Das Halbfinale erreichten Ex-Europameisterin Verena Sailer (Mannheim) in 11,12 Sekunden über 100 m und Carsten Schlangen (Berlin) über 1500 m, im Diskus-Endkampf steht neben Müller auch Junioren-Weltmeisterin Anna Rüh (Neubrandenburg). Doch das deutsche Team verzeichnete unter den 13 in Runde eins gestarteten Athleten auch sieben Ausfälle. Neben Bartels, Reif und Camara scheiterten über 400 m Hürden Silvio Schirrmeister (Chemnitz/50,21), über 3000 m Hindernis Steffen Uliczka (Kronshagen/Kiel) als Vorlauf-Letzter, über 100 m Tatjana Pinto (Münster) und im Diskuswurf Julia Fischer (Berlin).

Die Stimmung in der 634 Millionen Euro teuren Arena war sensationell - auch wenn die Sprintstars um Usain Bolt erst am Samstag auf die offenbar pfeilschnelle Bahn treten.

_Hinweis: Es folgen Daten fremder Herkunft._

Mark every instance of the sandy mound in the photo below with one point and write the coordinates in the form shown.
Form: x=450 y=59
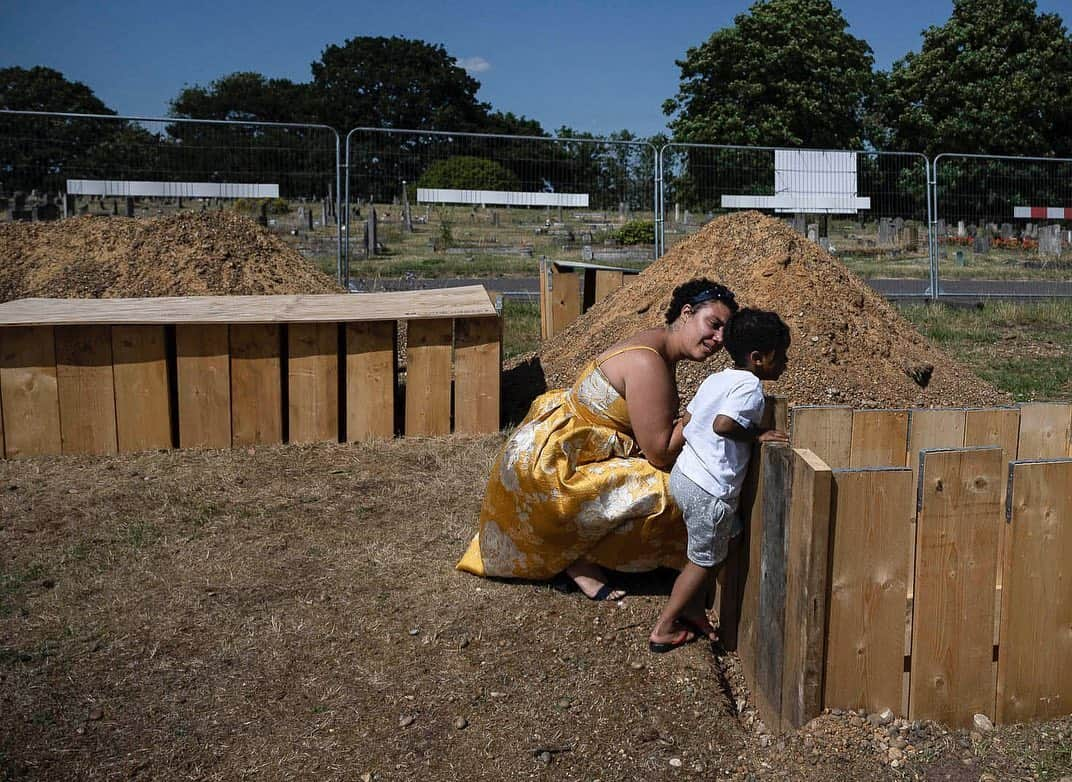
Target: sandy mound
x=849 y=345
x=189 y=254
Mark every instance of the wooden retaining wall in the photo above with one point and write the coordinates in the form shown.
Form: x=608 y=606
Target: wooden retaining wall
x=913 y=559
x=115 y=375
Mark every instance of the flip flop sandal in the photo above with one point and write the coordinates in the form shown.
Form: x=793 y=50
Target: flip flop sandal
x=657 y=647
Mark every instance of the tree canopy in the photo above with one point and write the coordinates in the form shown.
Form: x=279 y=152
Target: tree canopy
x=786 y=73
x=995 y=78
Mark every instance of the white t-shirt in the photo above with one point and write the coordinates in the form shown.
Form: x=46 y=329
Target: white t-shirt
x=716 y=463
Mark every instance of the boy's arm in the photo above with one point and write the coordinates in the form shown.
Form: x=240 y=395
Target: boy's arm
x=727 y=427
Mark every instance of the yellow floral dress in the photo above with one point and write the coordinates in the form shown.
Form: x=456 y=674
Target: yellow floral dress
x=571 y=483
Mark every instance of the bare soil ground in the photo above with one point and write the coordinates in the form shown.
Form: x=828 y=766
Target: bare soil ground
x=293 y=613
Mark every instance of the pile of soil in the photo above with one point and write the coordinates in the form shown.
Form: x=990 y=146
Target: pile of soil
x=849 y=345
x=185 y=254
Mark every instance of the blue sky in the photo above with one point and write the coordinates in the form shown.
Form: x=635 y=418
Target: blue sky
x=596 y=67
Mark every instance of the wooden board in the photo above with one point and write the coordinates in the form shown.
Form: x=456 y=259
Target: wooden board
x=370 y=380
x=256 y=384
x=1035 y=678
x=143 y=400
x=313 y=382
x=203 y=375
x=873 y=512
x=879 y=438
x=28 y=391
x=465 y=301
x=770 y=631
x=86 y=389
x=607 y=282
x=428 y=378
x=477 y=370
x=957 y=533
x=807 y=557
x=565 y=299
x=825 y=431
x=1045 y=429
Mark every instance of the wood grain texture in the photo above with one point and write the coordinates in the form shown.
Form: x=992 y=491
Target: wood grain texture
x=879 y=438
x=478 y=365
x=429 y=352
x=28 y=391
x=1045 y=430
x=957 y=533
x=256 y=384
x=825 y=431
x=203 y=368
x=807 y=559
x=86 y=388
x=143 y=399
x=1035 y=677
x=873 y=512
x=371 y=357
x=312 y=381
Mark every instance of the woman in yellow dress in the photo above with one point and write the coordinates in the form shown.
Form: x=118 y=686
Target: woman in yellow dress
x=581 y=485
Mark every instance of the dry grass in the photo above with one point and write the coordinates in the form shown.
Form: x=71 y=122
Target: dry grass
x=282 y=613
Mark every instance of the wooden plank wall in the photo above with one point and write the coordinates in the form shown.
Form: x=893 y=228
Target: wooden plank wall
x=1035 y=680
x=102 y=389
x=957 y=532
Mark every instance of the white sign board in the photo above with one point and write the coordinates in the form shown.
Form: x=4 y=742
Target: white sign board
x=808 y=180
x=500 y=197
x=170 y=190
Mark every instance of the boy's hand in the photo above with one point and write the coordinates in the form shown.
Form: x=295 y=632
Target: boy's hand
x=772 y=436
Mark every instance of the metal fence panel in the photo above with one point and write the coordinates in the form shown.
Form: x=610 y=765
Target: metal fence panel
x=55 y=164
x=871 y=209
x=495 y=203
x=1001 y=225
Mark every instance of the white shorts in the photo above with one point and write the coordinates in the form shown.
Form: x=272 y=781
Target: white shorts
x=710 y=521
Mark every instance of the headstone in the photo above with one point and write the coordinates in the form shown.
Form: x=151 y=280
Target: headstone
x=1050 y=240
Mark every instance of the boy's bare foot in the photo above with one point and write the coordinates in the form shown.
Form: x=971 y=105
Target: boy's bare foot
x=591 y=579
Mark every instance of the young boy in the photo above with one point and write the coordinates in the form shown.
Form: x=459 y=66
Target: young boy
x=721 y=424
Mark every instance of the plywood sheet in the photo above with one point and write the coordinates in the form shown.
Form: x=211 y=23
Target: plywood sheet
x=86 y=389
x=313 y=382
x=477 y=370
x=256 y=384
x=203 y=369
x=957 y=534
x=879 y=438
x=143 y=399
x=28 y=392
x=807 y=554
x=428 y=378
x=1045 y=430
x=827 y=431
x=872 y=529
x=370 y=380
x=1035 y=680
x=465 y=301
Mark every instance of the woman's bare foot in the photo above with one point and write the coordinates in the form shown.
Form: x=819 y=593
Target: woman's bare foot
x=591 y=579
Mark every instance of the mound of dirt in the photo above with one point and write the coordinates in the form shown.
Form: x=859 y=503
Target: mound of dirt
x=187 y=254
x=850 y=347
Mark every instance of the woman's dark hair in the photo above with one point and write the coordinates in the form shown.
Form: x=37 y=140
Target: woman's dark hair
x=754 y=330
x=697 y=292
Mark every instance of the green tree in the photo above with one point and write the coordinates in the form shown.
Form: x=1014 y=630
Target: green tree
x=786 y=73
x=996 y=77
x=396 y=83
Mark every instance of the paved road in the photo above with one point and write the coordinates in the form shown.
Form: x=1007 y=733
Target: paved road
x=527 y=286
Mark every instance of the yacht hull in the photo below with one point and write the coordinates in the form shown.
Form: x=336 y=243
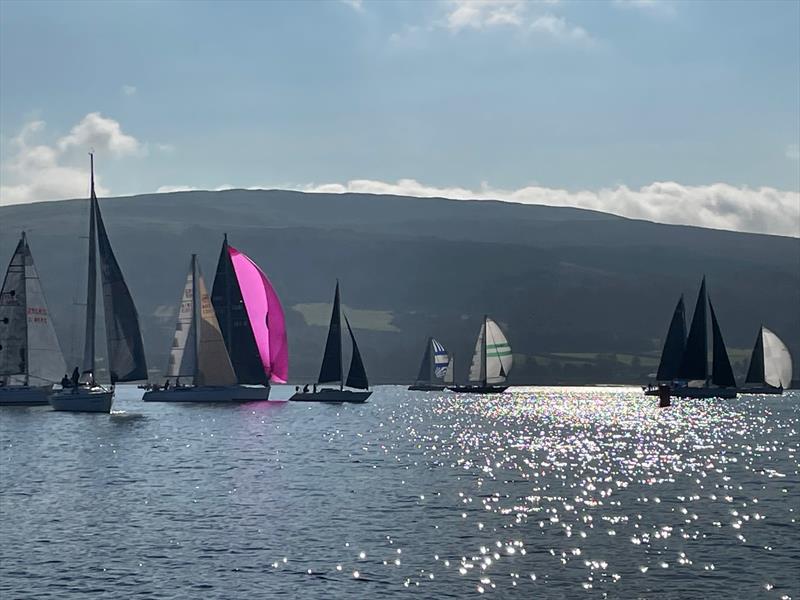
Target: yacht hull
x=698 y=392
x=331 y=395
x=23 y=395
x=233 y=393
x=83 y=400
x=478 y=389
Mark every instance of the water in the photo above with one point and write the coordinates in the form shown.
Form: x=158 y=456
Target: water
x=544 y=492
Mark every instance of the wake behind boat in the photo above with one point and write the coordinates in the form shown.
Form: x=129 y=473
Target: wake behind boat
x=30 y=357
x=198 y=349
x=332 y=371
x=126 y=360
x=435 y=367
x=491 y=362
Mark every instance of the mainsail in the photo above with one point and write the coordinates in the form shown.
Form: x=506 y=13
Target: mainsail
x=440 y=359
x=674 y=345
x=424 y=375
x=771 y=362
x=492 y=359
x=357 y=375
x=265 y=314
x=13 y=319
x=331 y=369
x=198 y=350
x=226 y=296
x=694 y=364
x=45 y=360
x=721 y=372
x=126 y=361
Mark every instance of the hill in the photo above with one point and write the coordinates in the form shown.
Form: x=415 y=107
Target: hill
x=584 y=296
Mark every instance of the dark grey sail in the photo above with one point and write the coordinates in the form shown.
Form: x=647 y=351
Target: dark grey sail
x=674 y=345
x=226 y=296
x=331 y=369
x=694 y=364
x=126 y=360
x=721 y=371
x=425 y=372
x=755 y=374
x=357 y=375
x=13 y=316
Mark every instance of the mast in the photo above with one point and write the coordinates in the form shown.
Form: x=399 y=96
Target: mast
x=483 y=350
x=91 y=282
x=195 y=320
x=339 y=318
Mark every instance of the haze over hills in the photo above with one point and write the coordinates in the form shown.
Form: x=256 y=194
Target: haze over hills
x=584 y=296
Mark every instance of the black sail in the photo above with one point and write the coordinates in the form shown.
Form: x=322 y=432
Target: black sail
x=755 y=374
x=694 y=364
x=331 y=369
x=126 y=360
x=721 y=372
x=226 y=296
x=357 y=376
x=424 y=375
x=674 y=345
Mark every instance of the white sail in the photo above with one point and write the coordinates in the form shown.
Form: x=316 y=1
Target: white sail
x=448 y=376
x=183 y=363
x=214 y=363
x=777 y=360
x=498 y=354
x=13 y=322
x=477 y=369
x=45 y=360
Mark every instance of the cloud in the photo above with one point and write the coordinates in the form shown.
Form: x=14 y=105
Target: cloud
x=356 y=5
x=99 y=132
x=660 y=8
x=519 y=14
x=717 y=206
x=49 y=172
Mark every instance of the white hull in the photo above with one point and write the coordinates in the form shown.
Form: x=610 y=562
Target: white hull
x=83 y=399
x=233 y=393
x=23 y=395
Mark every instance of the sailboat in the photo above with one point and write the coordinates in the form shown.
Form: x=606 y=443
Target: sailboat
x=30 y=357
x=251 y=320
x=126 y=361
x=491 y=362
x=332 y=369
x=770 y=369
x=684 y=363
x=199 y=354
x=434 y=368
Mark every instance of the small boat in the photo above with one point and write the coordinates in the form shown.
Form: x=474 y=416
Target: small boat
x=126 y=360
x=491 y=362
x=684 y=361
x=30 y=357
x=770 y=369
x=332 y=370
x=199 y=353
x=434 y=367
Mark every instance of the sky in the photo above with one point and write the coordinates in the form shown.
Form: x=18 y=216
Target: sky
x=677 y=112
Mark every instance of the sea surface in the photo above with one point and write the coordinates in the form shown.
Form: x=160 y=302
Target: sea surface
x=536 y=493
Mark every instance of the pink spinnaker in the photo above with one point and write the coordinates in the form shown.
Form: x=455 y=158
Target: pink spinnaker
x=265 y=313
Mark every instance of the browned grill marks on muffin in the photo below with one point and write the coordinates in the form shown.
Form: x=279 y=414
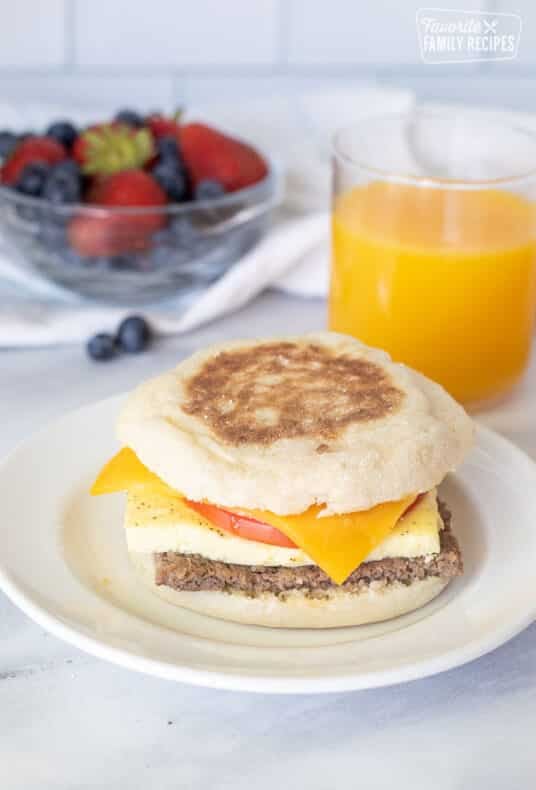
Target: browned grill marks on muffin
x=285 y=390
x=194 y=573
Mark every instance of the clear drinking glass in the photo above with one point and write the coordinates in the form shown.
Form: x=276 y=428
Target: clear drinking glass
x=433 y=255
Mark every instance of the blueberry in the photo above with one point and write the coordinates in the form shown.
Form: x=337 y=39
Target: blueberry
x=32 y=179
x=63 y=132
x=8 y=141
x=172 y=178
x=63 y=183
x=209 y=189
x=133 y=334
x=168 y=149
x=101 y=346
x=130 y=118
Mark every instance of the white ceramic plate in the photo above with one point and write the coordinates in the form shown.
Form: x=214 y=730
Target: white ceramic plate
x=64 y=563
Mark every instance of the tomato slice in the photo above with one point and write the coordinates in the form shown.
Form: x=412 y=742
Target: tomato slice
x=244 y=527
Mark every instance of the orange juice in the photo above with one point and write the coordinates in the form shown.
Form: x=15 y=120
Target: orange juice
x=443 y=279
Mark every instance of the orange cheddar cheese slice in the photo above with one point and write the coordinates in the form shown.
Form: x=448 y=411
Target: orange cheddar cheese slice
x=338 y=544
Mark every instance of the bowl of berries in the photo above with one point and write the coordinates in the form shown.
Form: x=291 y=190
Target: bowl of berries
x=135 y=209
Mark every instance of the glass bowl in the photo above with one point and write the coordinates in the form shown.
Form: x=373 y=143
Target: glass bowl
x=136 y=255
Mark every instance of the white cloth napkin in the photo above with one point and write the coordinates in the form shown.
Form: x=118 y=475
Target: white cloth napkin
x=294 y=257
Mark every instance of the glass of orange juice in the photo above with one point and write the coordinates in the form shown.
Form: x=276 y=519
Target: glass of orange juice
x=434 y=255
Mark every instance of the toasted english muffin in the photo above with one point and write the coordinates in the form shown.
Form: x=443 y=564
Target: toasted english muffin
x=284 y=424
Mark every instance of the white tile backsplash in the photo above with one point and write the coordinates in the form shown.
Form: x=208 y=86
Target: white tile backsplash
x=32 y=33
x=345 y=31
x=171 y=33
x=167 y=52
x=91 y=92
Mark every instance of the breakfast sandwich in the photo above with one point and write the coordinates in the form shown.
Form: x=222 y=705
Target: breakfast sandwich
x=290 y=482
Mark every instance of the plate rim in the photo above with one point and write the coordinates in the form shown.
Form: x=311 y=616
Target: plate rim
x=255 y=682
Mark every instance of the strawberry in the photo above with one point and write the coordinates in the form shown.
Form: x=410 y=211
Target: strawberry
x=29 y=151
x=211 y=155
x=132 y=188
x=80 y=145
x=109 y=234
x=113 y=147
x=113 y=233
x=161 y=126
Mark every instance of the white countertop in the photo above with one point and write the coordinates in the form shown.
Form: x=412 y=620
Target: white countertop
x=68 y=720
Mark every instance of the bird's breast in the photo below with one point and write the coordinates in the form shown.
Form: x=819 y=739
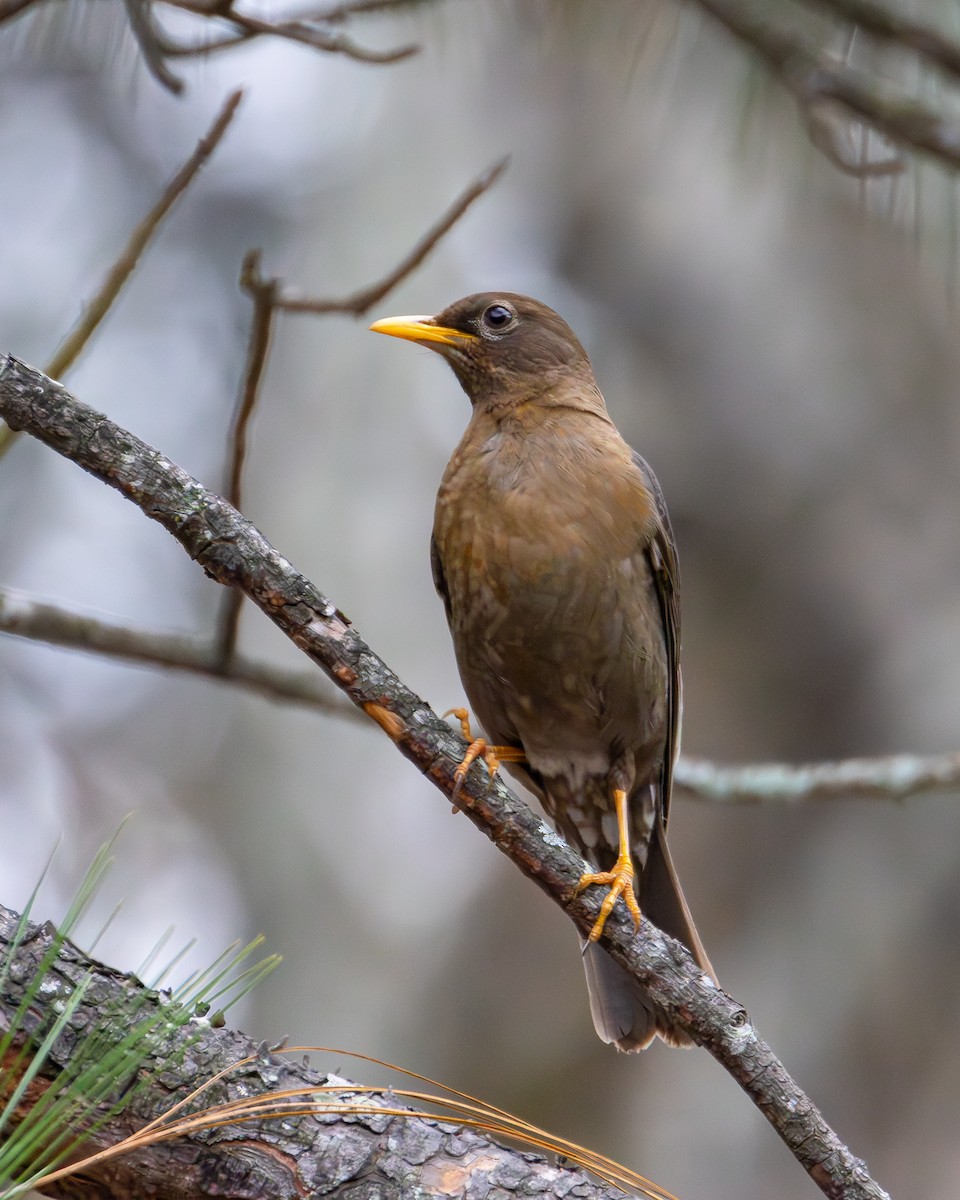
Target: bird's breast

Orkanartiger Beifall brandete schon am Morgen auf, als die britische Gold-Favoritin Jessica Ennis in 12,54 Sekunden über 100 m Hürden die beste Zeit in einem Siebenkampf erzielte und bei Halbzeit klar führte. Ohrenbetäubender Jubel auch, als 400-m-Hürden-Weltmeister David Greene und 400-m-Olympiasiegerin Christine Ohuruogo in den Vorläufen britische Goldhoffnungen weckten.